FADA behaviour

Once a FADA node is set up it can be used to store service proxies. Service providers will offer a service proxy for their service/s. This proxy must be written in Java, but the service provider can use whatever implementation for its service (either Java RMI, HTTP, JNI and some other language, JXTA, etc), always keeping in mind that those proxies will be downloaded by clients and will execute from the clients' Java Virtual Machines (JVM from now on). This means that clients might be computationally poor machines, and the service proxy is expected to work even under those conditions. Also, the network connection of the client might be of low performance. This must also be taken into account. The service proxies should be simple and small.

If the service provider uses the FADA Toolkit class FADAHelper it is very easy to register a service proxy. The lease housekeeping is done by this class, so the service provider need not to fiddle with it.

The flooding algorithm consists in the following:

  • A node starts a broadcast: it sends the broadcast message through all the known connections.

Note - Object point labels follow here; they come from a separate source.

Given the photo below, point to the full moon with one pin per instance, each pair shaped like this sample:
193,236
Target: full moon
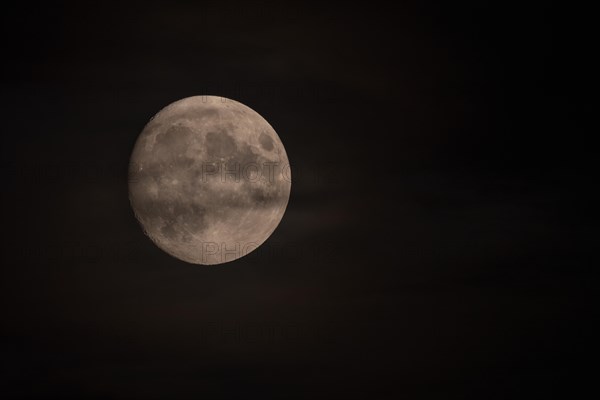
209,180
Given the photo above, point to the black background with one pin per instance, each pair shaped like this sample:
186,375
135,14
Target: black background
434,245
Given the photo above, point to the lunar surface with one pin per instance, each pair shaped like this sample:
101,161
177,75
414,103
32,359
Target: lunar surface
209,180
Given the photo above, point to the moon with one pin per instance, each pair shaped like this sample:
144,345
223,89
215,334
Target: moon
209,180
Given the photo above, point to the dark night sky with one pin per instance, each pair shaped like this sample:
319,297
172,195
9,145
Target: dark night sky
434,245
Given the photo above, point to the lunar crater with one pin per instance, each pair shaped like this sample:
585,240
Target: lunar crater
206,174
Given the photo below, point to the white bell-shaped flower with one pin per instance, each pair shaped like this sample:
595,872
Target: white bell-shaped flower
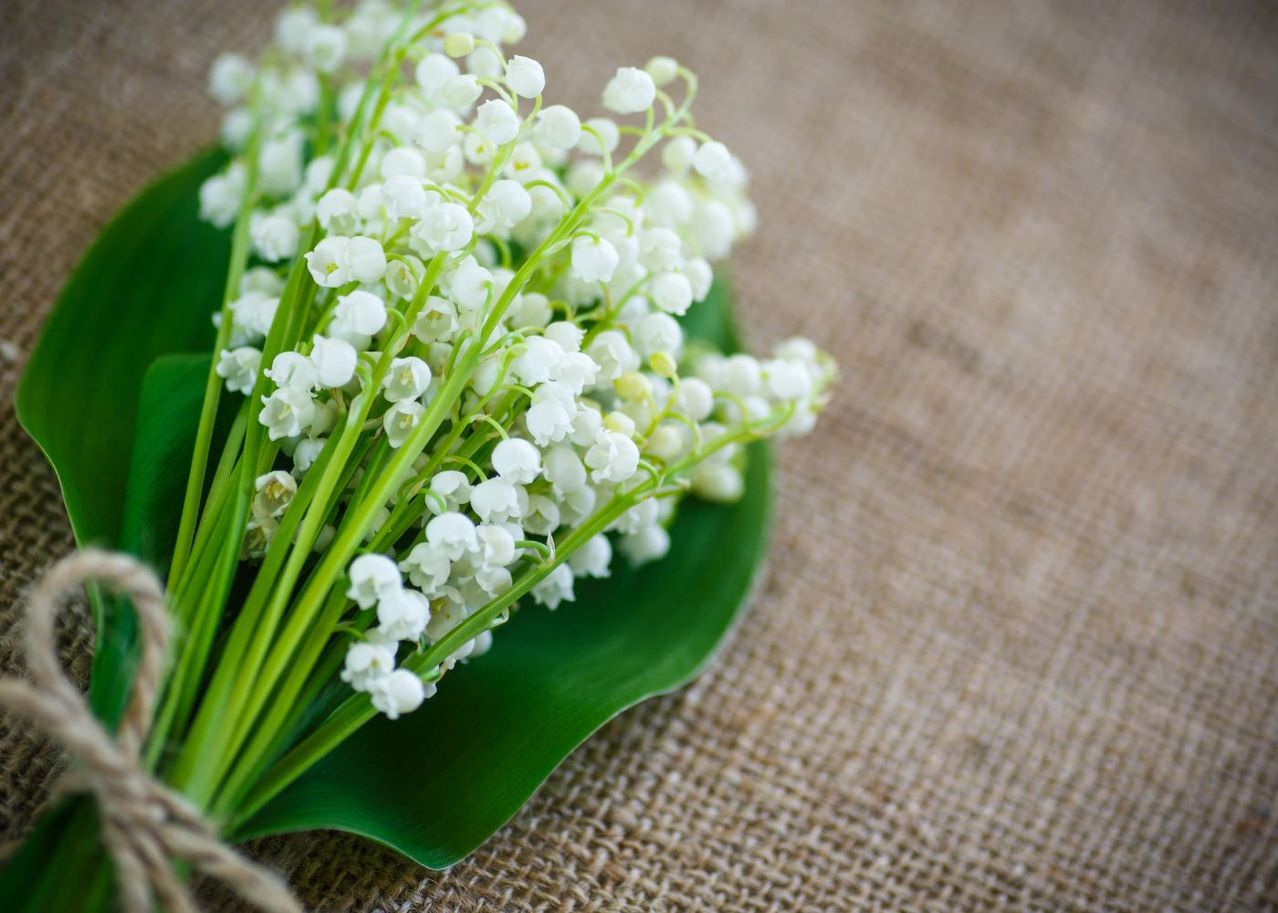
286,412
630,91
524,77
294,371
497,122
371,577
336,211
594,258
453,532
671,292
557,128
433,73
368,661
504,206
647,545
408,379
427,567
442,229
359,312
551,413
403,197
516,460
496,500
400,420
272,494
396,693
239,367
403,614
612,458
334,359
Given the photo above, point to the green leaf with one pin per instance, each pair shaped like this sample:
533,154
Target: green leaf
436,783
146,288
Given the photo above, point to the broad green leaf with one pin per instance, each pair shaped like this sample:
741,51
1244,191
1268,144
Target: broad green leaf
437,783
146,288
440,781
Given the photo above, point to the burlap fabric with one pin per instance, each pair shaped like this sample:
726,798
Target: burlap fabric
1017,647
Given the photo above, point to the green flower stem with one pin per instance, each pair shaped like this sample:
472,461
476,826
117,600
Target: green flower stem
285,700
358,710
224,477
214,706
178,687
261,668
214,384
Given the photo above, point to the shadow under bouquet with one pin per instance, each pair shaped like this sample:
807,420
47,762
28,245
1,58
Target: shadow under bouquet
465,348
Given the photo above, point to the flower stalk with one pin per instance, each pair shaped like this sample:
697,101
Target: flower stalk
454,315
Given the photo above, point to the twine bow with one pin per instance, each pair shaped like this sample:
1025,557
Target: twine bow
145,824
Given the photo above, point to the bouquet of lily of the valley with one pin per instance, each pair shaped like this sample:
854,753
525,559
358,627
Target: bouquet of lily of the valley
470,357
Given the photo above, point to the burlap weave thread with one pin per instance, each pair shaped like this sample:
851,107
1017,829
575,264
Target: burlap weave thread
1017,646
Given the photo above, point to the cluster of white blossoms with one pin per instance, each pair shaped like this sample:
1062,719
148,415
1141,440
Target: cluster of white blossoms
476,296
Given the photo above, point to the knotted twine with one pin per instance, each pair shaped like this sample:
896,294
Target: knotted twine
145,824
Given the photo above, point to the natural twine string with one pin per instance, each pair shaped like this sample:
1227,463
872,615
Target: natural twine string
145,824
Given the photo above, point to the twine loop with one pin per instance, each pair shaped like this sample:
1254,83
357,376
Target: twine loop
146,825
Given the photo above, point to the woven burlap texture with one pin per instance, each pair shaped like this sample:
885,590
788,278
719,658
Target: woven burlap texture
1017,645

  • A node receives a broadcast message by any connection: it keeps the message identifier, then sends the message to all known connections except the one the message came from.

  • A node receives a broadcast message whose identifier is already in the list of identifiers: the message is dropped silently, because receiving an already received message means there is a cycle in the structure. By dropping the message we make sure we avoid infinite loops.

Service searches will be triggered by a client in a known node. This node will do local lookup, and will also extend the search to all known neighbors, using the flooding algorithm. To allow fast response, the lookup results from every node are NOT sent back in the same way that lookup requests came by (called routing). Instead they are directly reported to the interested node. Also, the local node lookup and the lookup extension is done in parallel by the use of threads.

To avoid overloading the FADA node that started the lookup with responses, there are some ways to limit the number of responses sent to a node. The first one is the distance limit. A lookup request will only be sent to nodes that are as much a predefined number of hops away from the origin of the lookup request. This limits the radius of the area where the lookup request is sent.

The second one is time. Once a maximum number of milliseconds have passed since the starting of the results recovery the results structure will be returned and destroyed. Any additional response from a remote node will be discarded. This doesn't avoid incoming connections, but avoids memory flooding in the origin node. A virtual global time is used by every FADA node. FADA nodes use ntp servers to synchronize their virtual clocks.

The third one is space. Once a maximum number of responses have been received the results structrure will be returned and destroyed. Any additional response from a remote node will be discarded. This doesn't stop the broadcast mechanism nor avoids incoming connections, but avoids memory flooding in the origin node.